Like many Saturday mornings, Red Hat Bangalore office was once again abuzz with enthusiasm on 8th of April, for hosting yet another successful chapter of Bangalore Kubernetes Meetup. The Meetup had a good turnaround of about 40 people who gave up on their early morning saturday sleep to attend it despite the sweltering hot season and in line were four awesome talks.
Suraj Deshmukh set the stage with his opening talk, Kubernetes on CRI-O, wherein he explained different jargons like OCI, CRI, etc., introduced CRI-O and it’s architecture. Explaining how it glues Kubernetes and OCI compliant runtimes and concluding it with a demo showing how Kubernetes uses CRI-O. Link to slides, video.
Next in queue, was another wonderful talk by Dipak Pawar about System and integration testing for Kubernetes/OpenShift with arquillian-cube and JBoss Forge, elaborating the usefulness of arquillian-cube’s integration for Kubernetes and OpenShift coupled with Forge tooling for testing micro-services deployed on OpenShift/Kubernetes. Link to video.
Following a quick breather, was an informative talk by Budhram Gurung on Running OpenShift locally using Minishift, highlighting the inspiration for the project and covering components of Minishift with a demo showing it’s usage. Also, leaving behind a note on how one could reach out to the developers and contribute to Minishift. Link to slides, video.
Last, but not the least, planned talk was by Suraj Narwade
on running Docker on ARM/Raspberry PI, wherein he enjoyed sharing his
experience of working on his hobby project, and all the problems faced by
him in trying to get containers running on Raspberry PI. He shared his
discovery showcasing the incompatibility of the container images built on
x86_64
, to run on arm
. Link to slides,
video.
Finally, an unanticipated lightening talk took the audience by storm where a quick 3 minutes demo on Persistent Storage with Kubernetes by Raghavendra Talur turned into a good discussion of 30 minutes.
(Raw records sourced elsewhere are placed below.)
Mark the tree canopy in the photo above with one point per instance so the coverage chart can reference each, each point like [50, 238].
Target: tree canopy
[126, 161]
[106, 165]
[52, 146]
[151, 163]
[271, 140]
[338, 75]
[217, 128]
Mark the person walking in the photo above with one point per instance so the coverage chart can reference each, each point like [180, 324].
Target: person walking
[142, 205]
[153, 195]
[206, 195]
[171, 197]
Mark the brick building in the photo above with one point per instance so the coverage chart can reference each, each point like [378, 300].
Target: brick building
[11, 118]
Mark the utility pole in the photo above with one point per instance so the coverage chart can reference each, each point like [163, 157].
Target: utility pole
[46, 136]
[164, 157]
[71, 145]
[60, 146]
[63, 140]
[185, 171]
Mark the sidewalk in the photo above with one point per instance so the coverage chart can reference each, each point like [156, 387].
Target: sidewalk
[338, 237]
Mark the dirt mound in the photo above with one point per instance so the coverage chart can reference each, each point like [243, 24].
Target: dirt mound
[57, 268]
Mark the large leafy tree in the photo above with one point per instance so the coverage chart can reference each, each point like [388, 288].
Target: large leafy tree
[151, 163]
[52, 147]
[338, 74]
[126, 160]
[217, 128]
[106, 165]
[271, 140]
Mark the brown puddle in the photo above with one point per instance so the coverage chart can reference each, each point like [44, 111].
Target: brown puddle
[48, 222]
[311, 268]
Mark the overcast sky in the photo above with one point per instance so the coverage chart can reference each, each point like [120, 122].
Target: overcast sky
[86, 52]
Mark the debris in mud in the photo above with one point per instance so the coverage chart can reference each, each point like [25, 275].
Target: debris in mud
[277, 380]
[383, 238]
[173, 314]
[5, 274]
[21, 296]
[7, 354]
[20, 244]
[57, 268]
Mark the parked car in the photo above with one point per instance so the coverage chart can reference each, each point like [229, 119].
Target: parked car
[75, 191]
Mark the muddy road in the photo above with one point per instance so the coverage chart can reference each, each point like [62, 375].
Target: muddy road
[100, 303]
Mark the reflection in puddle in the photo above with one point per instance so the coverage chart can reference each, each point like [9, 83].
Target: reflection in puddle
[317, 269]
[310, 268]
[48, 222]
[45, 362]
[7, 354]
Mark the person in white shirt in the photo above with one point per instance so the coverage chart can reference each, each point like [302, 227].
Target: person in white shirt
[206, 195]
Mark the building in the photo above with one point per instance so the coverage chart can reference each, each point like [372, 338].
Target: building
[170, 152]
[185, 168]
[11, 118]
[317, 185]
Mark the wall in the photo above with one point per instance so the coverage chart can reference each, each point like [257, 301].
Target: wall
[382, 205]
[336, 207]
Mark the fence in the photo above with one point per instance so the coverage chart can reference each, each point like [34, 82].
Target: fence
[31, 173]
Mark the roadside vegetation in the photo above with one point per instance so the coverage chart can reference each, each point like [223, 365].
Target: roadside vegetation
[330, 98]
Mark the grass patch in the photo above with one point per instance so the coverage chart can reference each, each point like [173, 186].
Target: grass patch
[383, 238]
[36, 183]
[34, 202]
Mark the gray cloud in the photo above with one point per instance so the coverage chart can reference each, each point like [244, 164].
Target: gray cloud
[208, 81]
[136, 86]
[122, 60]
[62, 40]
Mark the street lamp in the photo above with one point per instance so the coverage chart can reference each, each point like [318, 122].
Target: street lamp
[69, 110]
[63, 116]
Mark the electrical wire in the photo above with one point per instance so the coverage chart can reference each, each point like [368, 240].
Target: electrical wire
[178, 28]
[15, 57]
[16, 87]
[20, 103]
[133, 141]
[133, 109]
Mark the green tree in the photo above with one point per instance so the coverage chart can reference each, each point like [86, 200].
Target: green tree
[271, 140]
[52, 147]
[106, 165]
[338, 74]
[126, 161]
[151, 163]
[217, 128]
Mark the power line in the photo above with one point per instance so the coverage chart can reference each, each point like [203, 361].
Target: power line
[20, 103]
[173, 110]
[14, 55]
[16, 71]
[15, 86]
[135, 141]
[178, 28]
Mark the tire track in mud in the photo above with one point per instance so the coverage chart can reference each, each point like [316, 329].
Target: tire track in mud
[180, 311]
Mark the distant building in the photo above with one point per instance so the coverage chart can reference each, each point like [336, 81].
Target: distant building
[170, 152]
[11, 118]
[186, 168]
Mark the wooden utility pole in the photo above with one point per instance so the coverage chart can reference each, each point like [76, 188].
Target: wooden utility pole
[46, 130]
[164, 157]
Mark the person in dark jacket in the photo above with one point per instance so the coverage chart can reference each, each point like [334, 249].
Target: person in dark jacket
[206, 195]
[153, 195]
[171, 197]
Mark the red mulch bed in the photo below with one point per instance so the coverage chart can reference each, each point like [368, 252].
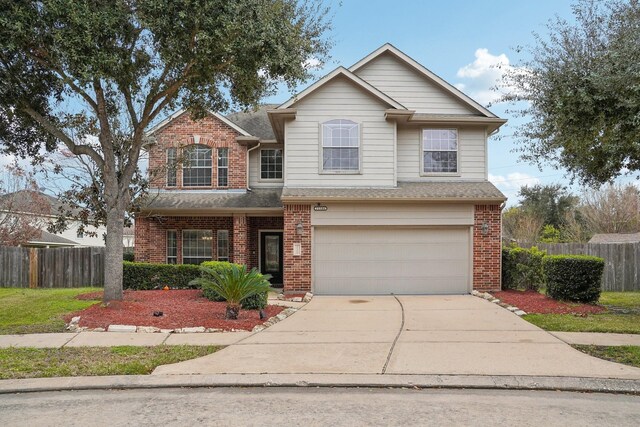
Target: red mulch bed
[181, 309]
[535, 302]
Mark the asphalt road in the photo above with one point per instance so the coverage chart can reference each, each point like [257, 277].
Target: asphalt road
[320, 406]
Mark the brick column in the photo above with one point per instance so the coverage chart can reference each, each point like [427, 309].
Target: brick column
[487, 248]
[240, 239]
[297, 268]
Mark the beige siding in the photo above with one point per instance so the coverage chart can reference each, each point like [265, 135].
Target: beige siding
[409, 87]
[339, 99]
[254, 169]
[379, 261]
[339, 214]
[471, 154]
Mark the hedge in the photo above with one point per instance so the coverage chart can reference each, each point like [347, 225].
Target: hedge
[143, 276]
[522, 268]
[254, 302]
[574, 277]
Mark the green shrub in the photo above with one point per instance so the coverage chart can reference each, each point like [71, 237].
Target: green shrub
[522, 268]
[574, 277]
[235, 284]
[143, 276]
[254, 302]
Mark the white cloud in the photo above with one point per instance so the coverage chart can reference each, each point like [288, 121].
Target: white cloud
[510, 184]
[483, 74]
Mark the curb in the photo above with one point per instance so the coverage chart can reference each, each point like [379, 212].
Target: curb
[507, 382]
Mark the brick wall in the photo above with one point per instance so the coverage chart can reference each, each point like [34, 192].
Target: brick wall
[151, 235]
[487, 249]
[297, 269]
[210, 131]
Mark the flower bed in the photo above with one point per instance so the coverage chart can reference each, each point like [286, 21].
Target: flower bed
[180, 308]
[535, 302]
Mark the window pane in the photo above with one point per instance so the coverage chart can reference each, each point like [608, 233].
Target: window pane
[271, 164]
[171, 167]
[196, 246]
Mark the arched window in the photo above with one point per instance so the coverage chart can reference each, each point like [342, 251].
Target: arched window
[196, 166]
[340, 145]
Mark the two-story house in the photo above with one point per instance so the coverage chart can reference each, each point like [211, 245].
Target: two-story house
[373, 180]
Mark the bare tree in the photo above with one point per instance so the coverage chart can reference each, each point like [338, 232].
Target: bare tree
[612, 209]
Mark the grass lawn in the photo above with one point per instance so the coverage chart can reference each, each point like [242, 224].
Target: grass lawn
[27, 311]
[624, 317]
[82, 361]
[629, 355]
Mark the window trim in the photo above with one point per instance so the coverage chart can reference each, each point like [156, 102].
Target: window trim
[421, 150]
[321, 170]
[183, 168]
[218, 234]
[260, 178]
[182, 257]
[218, 167]
[167, 246]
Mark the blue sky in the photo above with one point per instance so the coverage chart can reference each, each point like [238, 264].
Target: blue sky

He demo-ed, hyper-converged storage and dynamic provisioning with gluster and answered a lot of queries regarding setting up storage with Kubernetes, finishing on a to be continued note in the successive meetup.
The meetup concluded with discussion over snacks and planning for the next chapter of this meetup, which will be a Kubernetes and OpenShift 101 workshop for beginners.
Thanks to all the Speakers for sharing their valuable thoughts and learnings, Baiju for recording all the sessions, Hemani for making this post a good read and Red Hat for the venue.
The meetup is also featured on K8sPort, which is community engagement platform for Kubernetes community, courtesy Ryan Quackenbush.